Antes de llegar a las últimas bodegas se incorporaba, a paso lento, a la fila de espera, un
burro. Sobre él subía una mujer rubia de pelo corto y pantalón ajustado. Lo recuerdo por
lo extraño de su atuendo en aquellos años. Al llegar a su altura, nos llamó con agrado.
Chicos, -dijo- ¿vais al molino? No, no señora -dijimos a dúo-, vamos a merendar a los
“pilancones”.
Que era prácticamente lo mismo.
Nos pidió con un gesto que nos acercáramos a ella. Y preguntándonos cómo nos
llamábamos, nos dijo: No le digáis a nadie que me habéis visto y yo os buscare para
invitaros al teatro en la Feria. Nos despedimos con cierto pudor porque estábamos muy
impresionados. Luego descubrí que era la actriz Josita Hernán que todos los años hacía
teatro en Alcázar con su compañía parisina y representaba obras de Benavente,
Unamuno, Alberti o Lorca entre otros. Incluso algún año se recitaron poemas de
Hernández. Después la vi en el cine Cenjor como actriz en “El libro del Buen Amor” una
película con Patxi Andión hacia 1975. Luego tuve la suerte de saludarla en los últimos
años ochenta y conocí su pintura y su poesía. Le referí la anécdota y con total sorpresa
para mí, la recordaba exactamente; ella sabía que aquello sucedió en mayo de 1968 y
aquella noche volaba a París. Entonces se disculpó diciéndome que aquel año no pudo
volver a España para hacer su habitual campaña veraniega de teatro.

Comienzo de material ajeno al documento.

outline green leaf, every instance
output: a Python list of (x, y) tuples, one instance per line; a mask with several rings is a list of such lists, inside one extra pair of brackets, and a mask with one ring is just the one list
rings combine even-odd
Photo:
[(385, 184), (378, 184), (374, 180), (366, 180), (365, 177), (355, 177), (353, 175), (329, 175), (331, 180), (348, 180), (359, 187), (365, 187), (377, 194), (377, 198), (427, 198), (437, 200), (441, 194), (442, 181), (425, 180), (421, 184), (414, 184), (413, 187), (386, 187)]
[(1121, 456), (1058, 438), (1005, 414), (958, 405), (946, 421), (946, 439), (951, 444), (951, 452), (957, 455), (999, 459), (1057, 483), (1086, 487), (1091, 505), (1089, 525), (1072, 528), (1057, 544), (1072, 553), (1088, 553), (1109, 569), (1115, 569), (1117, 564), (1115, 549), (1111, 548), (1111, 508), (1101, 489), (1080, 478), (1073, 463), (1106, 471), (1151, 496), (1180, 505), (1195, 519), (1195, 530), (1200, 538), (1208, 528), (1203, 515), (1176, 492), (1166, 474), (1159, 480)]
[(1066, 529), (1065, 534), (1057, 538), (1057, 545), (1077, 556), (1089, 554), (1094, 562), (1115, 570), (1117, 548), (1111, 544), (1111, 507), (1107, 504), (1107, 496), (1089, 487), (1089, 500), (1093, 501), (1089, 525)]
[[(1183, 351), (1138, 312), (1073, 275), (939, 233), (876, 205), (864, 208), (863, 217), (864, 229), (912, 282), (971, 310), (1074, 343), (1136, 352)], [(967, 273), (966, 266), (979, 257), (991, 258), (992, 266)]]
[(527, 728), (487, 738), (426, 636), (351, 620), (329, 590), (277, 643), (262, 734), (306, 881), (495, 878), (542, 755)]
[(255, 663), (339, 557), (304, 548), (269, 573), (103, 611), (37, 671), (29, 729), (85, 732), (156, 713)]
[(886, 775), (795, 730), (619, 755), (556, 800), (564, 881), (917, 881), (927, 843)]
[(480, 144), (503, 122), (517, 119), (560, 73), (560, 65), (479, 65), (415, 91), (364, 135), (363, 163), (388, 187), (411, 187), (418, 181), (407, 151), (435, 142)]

Cruzamos las eras de San Marcos, donde merendábamos en las fiestas camperas y sin
entretenernos llegamos a las faldas del cerro para buscar los Pilancones. Hacía calor y
aunque no era tarde, la caminata nos tenía hambrientos y cansados. Allí estaban los
agujeros con signos de haber tenido agua hasta hacía poco. Nuestra botella de gaseosa
de la Prosperidad ya no tenía una sola lágrima de agua y nos atrevimos a pedir que nos la
rellenaran a los hombres que había en la huerta cercana. Uno nos dijo que sacáramos
agua del pozo, señalándolo, y mientras lo hacíamos nos explicó a voces; que aquel era el
pozo de la Fuente, pero que era suyo y no de los alcazareños que lo abandonaron
después de haber abastecido de agua muchos años los vecinos. Desde allí se canalizaba el
agua hasta una fuente que estaba en el ensanchuron que había frente al Cine Alcázar y
otra en la plaza. Tanto mi amigo como yo, del que no he querido dar el nombre y al que
perdí la pista unos años después, disfrutamos mucho el agua que bebimos directamente
del pozo.
Ahora me encuentro con algunos que me hacen memoria de las aventuras de la niñez y
aunque a duras penas consigo recordar las anécdotas, no soy capaz de reconocerlos a
ellos, esto me produce mucha tristeza y procuro ser lo más amable que se. Ni mi amigo,
ni yo, estábamos para pensar en aquella perorata. Nos comimos el pan y el chocolate y
después de recoger piedras y arcillas rojas y verdes nos fuimos bajando hacia el pueblo,
que desde ese suave alto, tenía una vista de pueblo en el desierto con el sol encima y
vibrando de calor.
A la vuelta nos subimos en unas bicis de los trabajadores de una industria que estaba por
allí y salían de trabajar, bajando camino de las barras. Las barras fueron sustituidas por
un puente elevado en 1979, que duró muy poco y ahora definitivamente un subterráneo
las cruza bajo las vías, uniendo en lo geográfico ambos barrios.